If you substrate is loose (such as play sand or sterile topsoil/playsand mix) then do not feed earthworms directly in the vivarium. The skin of the earthworm is moist and will attract the sand / soil particles to stick to it. Your bearded dragon could do without ingesting large amounts of sand or soil along with its worms.
Wash any excess soil, compost or sand off the outside of the worm before giving to your bearded dragon. Small amounts of soil won’t hurt too much, but it’s probably nicer not to feed soil to your bearded dragon.
Place the earthworms in a light coloured bowl instead. You can place some vegetable leaves in with them to give the worms some shelter from the light and heat and to entice your bearded dragon to eat some of the vegetation as well – particularly if it wiggles.
How Many Earthworms Should I Feed A Bearded Dragon?
Earthworms should only be fed once a week to an adult bearded dragon, perhaps twice at a push. Smaller earthworms can be fed more regularly to baby bearded dragons as the extra protein won’t be a problem for them. However, Dubia Roaches and Calciworms are a better staple diet option than earthworms.
Nevertheless, as a treat or part of a balanced diet, earthworms are great.

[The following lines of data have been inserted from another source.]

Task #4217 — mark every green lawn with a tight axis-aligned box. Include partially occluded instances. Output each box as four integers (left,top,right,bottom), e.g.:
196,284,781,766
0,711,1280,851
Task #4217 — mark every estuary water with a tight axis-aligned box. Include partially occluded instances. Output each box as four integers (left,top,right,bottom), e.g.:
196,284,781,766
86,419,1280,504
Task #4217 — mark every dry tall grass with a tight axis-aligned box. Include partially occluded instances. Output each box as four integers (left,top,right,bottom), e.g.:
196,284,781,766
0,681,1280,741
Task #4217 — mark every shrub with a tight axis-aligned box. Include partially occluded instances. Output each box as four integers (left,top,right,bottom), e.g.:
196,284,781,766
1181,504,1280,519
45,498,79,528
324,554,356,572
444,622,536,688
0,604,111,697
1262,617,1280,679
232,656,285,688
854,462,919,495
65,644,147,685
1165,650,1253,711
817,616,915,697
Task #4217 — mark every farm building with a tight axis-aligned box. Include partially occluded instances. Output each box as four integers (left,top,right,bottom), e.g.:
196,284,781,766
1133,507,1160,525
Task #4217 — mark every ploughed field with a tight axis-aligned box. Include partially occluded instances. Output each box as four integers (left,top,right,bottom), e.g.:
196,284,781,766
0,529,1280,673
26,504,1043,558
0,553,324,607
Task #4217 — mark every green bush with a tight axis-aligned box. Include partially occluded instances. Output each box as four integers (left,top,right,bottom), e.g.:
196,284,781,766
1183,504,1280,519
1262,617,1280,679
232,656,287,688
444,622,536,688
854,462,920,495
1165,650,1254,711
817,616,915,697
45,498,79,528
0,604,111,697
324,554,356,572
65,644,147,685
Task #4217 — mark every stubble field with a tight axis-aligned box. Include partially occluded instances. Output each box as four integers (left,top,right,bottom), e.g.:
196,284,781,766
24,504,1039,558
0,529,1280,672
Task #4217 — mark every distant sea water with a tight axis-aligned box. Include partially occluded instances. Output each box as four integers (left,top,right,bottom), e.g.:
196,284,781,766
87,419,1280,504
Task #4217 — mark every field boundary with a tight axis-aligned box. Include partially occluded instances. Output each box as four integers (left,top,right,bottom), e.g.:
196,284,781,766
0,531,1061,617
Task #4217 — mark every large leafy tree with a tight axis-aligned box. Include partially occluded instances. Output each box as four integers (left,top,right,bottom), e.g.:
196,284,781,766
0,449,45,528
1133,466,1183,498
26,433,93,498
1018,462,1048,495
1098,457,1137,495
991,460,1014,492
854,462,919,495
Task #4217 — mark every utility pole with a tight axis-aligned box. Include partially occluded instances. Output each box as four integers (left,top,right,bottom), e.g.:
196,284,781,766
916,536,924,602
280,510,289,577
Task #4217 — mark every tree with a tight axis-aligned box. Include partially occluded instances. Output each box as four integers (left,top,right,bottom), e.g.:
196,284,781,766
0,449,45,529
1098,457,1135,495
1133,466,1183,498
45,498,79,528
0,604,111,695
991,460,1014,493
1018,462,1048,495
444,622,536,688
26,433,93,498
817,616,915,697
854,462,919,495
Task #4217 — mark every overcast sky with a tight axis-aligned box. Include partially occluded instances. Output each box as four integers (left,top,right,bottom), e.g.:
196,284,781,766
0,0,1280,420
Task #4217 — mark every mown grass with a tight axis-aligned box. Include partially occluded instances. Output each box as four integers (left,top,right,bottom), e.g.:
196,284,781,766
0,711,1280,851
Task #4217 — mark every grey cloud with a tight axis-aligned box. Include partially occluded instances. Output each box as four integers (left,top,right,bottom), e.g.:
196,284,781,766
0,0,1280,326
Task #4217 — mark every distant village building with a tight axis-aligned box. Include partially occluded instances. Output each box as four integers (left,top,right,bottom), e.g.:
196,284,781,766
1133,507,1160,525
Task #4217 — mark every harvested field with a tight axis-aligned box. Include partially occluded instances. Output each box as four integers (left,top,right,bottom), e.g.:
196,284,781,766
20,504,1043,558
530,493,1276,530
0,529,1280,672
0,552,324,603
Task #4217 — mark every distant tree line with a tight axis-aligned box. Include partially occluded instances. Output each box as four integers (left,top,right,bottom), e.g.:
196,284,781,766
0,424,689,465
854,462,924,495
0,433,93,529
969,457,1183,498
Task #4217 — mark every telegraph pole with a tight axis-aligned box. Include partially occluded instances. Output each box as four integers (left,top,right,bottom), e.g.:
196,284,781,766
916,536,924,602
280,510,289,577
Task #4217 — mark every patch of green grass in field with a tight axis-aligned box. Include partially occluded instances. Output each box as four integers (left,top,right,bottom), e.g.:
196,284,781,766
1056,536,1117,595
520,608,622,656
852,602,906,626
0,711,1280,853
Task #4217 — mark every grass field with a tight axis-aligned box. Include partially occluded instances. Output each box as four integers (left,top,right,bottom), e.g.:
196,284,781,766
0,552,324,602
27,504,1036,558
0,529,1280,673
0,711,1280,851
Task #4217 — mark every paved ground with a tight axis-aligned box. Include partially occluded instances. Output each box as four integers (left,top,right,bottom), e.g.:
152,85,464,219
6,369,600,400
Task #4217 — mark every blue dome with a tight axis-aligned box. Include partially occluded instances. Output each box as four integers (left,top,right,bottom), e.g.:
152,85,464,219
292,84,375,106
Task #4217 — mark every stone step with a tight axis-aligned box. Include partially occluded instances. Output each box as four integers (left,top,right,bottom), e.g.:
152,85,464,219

We’d generally recommend feeding as many insect feeders as your bearded dragon wants in a roughly 10 – 15 minute setting. Adults should be once, perhaps twice per week. Babies and adolescents should be a sliding scale of 3 times per day for babies through to once a day for adolescents. The key rule though is to make sure they’re thriving without getting fat.
In the case of earthworms we’d recommend one or two (depending on size) at each sitting if you want to – and then mix the meal up with other insects too.
Can I Feed Dried Earthworms To My Bearded Dragon?
The likelihood of getting your bearded dragon to eat dried earthworms is quite slim, since the wiggling of the food is part of the attraction of hunting and eating. Some dried earthworm formula comes as a powder and we couldn’t think of anything worse than powdered earthworm for dinner. Having said that if your bearded dragon is some kind of weirdo and will only each vegetables and you’re concerned about their fat and protein intake then perhaps dried earthworm could work.
Bear in mind that dried insects have no hydration value at all, so you’ll need to ensure your bearded dragon remains hydrated somehow. Hydrating vegetables can help with this if you can get them to eat them. Drops of water on the nose can help.
But live insects are by far the best.
Nutritional Data For Earthworms For Bearded Dragons
|Calcium (mg/kg)||444 (0.044%)|
|Phosphorus (mg/kg)||1590 (0.159%)|
|Potassium (mg/kg)||1820 (0.182%)|
In answering the question of “Can bearded dragons eat earthworms?” we’ve looked at the nutritional details and other aspects and decided that Earthworms are a reasonable “insect” for bearded dragons to be fed for a variety of reasons.
For this reason, we consider Earthworms to be an occasional insect suitable for babies and adults alike.